Cantus ex, editoriaal in! Toen ik een jaar geleden met het idee begon te spelen om de hoofdredactie van ieders favoriete studentenblad te vervoegen, maakte ik lijstjes van pro’s en contra’s. Als ik toen wist dat ik een theecantus zou moeten voorzitten, had dat ongetwijfeld in grote vette letters bovenaan het, voor de rest zeer korte, contralijstje gestaan. Sinds het vierde middelbaar heb ik geen woord Latijn meer in de mond genomen, schijnwerpers zijn niet aan mij besteed en aan de microfoon wil ik zelfs niet denken. Ik aan een voortafel? Recipe for disaster, dacht ik.
Nu het achter de rug is en de stress is gaan liggen, besef ik dat een cantuszaal voor de senior eigenlijk een utopie is. Wie wil er nu niet per direct van al haar problemen verlost zijn door simpelweg “cantor habes” te zeggen? Maak je toch een fout, dan trek je een ad (of sip je van warme thee) en is alles vergeten en vergeven. Ja, ik zou er zelfs voor willen pleiten om de cantuscommando’s te integreren in het dagelijkse leven. Staan er weer eens verkopers voor je deur? Non habes en deur dicht. Geen zitplek op de tram? Surgite en zelf snel neer gaan zitten. Kotgenoten die het bont maken op onmenselijke uren? Silentium!
Toegegeven, heel goed hoef je me niet te kennen om te weten dat ik nooit de moed bij elkaar zou kunnen schrapen om mensen zo te commanderen. Toch spreekt het idee van die duidelijke communicatie me wel aan. Gedaan met “Ik vroeg me af of je misschien als je dat ziet zitten…” en “Ik kan me vergissen, maar ik dacht dat je vorige week had gezegd dat…” Gedaan met nadenken hoe ik mijn boodschap moet verpakken. Gedaan met wekenlang twijfelen. Vanaf nu enkel nog korte en eenduidige uitspraken. Vanaf nu duidelijk zeggen wat ik wil.

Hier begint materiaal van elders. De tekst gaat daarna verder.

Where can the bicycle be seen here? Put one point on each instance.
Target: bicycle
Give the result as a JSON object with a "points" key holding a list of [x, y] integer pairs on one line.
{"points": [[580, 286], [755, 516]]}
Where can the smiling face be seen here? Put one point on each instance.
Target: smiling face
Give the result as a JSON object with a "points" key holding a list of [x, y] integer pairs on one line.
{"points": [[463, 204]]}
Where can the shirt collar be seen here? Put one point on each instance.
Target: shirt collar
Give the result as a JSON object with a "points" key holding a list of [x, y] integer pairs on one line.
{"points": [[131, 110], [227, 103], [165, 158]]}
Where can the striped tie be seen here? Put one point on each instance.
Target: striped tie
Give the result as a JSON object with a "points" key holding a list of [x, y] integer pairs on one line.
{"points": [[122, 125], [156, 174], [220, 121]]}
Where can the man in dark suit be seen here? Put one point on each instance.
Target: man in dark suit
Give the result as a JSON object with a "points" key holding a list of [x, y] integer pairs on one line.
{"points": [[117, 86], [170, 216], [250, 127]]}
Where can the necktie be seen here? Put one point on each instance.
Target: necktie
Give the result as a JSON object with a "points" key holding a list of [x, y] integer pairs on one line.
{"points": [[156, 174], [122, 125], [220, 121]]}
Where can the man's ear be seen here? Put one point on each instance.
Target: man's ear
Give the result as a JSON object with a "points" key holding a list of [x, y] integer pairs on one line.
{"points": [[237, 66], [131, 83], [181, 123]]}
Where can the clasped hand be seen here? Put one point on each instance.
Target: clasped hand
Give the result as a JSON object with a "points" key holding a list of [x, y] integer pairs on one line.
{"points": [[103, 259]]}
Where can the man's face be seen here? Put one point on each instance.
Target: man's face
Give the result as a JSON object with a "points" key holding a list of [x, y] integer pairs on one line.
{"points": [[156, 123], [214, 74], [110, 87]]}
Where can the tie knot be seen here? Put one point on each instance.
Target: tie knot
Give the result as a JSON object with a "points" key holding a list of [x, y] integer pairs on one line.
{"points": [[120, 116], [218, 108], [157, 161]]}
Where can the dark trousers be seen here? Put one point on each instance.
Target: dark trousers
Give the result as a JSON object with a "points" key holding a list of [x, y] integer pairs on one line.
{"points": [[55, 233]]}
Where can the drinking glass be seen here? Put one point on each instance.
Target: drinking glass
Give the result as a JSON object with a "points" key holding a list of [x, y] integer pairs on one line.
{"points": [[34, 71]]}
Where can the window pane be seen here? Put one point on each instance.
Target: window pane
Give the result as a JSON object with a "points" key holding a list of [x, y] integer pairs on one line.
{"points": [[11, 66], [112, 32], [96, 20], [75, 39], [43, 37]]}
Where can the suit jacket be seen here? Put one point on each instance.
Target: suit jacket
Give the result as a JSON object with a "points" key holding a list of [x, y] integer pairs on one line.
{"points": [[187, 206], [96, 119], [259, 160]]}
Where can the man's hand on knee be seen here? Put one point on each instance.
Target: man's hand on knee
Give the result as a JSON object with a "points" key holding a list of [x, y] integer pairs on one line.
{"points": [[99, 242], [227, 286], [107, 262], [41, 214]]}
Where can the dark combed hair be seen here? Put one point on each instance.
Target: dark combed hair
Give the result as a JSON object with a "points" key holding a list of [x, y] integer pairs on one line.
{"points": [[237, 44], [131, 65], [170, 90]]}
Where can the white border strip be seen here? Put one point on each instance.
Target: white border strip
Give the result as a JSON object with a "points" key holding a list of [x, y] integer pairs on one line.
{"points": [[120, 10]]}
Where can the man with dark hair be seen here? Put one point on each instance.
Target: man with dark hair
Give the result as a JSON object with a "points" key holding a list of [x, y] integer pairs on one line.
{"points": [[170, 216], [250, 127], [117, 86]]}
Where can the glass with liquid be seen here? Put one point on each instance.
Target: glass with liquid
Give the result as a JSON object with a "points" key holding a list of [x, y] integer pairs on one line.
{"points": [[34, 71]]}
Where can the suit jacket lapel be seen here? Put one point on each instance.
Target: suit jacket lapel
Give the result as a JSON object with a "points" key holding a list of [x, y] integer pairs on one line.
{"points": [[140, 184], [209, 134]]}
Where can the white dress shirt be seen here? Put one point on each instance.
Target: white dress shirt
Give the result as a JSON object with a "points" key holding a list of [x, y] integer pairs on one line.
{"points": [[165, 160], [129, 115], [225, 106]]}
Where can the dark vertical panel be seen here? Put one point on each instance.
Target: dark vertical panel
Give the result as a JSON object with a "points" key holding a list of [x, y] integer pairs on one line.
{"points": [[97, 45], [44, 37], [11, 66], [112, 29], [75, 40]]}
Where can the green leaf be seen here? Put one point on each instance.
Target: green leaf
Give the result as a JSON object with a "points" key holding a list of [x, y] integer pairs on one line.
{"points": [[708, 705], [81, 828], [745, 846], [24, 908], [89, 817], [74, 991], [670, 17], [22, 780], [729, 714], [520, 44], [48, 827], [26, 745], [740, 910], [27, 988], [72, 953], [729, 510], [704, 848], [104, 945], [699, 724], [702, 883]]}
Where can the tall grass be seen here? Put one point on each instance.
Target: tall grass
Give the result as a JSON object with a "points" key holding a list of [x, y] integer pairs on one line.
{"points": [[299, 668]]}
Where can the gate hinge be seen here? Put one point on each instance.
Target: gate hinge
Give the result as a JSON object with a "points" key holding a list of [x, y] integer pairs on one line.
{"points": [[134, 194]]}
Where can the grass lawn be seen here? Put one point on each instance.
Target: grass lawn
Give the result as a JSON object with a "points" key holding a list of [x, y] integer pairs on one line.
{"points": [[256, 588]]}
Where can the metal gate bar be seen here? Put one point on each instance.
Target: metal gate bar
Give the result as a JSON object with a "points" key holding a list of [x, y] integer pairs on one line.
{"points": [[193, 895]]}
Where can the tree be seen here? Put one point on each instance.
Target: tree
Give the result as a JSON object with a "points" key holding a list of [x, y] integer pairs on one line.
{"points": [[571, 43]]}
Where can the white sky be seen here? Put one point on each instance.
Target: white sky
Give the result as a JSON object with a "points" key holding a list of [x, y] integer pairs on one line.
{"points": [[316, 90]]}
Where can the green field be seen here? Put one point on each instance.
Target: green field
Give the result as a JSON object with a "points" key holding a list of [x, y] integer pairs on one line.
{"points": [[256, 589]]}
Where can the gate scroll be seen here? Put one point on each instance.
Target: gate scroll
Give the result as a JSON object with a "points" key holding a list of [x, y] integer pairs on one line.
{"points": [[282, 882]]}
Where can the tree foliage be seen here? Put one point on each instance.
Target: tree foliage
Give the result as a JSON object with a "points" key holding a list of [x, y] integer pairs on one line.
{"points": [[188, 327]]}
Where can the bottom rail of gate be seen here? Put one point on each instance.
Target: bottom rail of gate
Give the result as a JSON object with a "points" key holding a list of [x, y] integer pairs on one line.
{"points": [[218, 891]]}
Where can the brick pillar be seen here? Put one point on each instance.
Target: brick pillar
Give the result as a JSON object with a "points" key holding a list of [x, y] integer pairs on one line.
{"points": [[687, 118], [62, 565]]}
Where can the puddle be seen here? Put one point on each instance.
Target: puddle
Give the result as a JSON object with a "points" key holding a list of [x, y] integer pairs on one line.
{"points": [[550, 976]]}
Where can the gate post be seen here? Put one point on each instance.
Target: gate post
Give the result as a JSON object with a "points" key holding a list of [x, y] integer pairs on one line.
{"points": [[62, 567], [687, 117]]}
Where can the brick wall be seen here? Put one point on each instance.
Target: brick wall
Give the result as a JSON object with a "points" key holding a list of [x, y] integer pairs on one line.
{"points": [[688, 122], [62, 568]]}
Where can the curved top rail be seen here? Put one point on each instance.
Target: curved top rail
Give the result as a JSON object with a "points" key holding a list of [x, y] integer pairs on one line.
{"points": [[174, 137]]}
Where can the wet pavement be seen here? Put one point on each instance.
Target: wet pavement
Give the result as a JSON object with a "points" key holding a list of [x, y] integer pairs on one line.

Misschien is dat wel de belangrijkste les die ik tijdens die cantus begin maart leerde: met mezelf af en toe in de schijnwerpers zetten is helemaal niets mis. Anderen mogen zoveel konkelfoezen, elkaar toedrinken of het woord vragen als ze willen, dat maakt wat ik te zeggen heb niet van ondergeschikt belang. In het dagelijkse leven zullen mensen niet snel “waar is die cantus heen” scanderen, maar als ze echt eerlijk zijn, willen ze misschien zelfs wel dat ik mijn mond opentrek en mijn mening deel. En ik leerde dat ik niet zo moet stressen en het uiteindelijk allemaal wel goed komt, dat ook.
Dan is het nu tijd voor vrije versies. Sla de pagina maar snel om want een student die dwars leest, wouldn’t do us any harm. And we’ll roll the old chariot along...
Pebbles Antonissen, hoofdredacteur
PS Om de redacteur gerust te stellen die op pagina 10 haar mening uit over mensen die praten tijdens concerten, voel ik me genoodzaakt toe te voegen dat ik mijn recent geleerde les niet zal toepassen in concertzalen.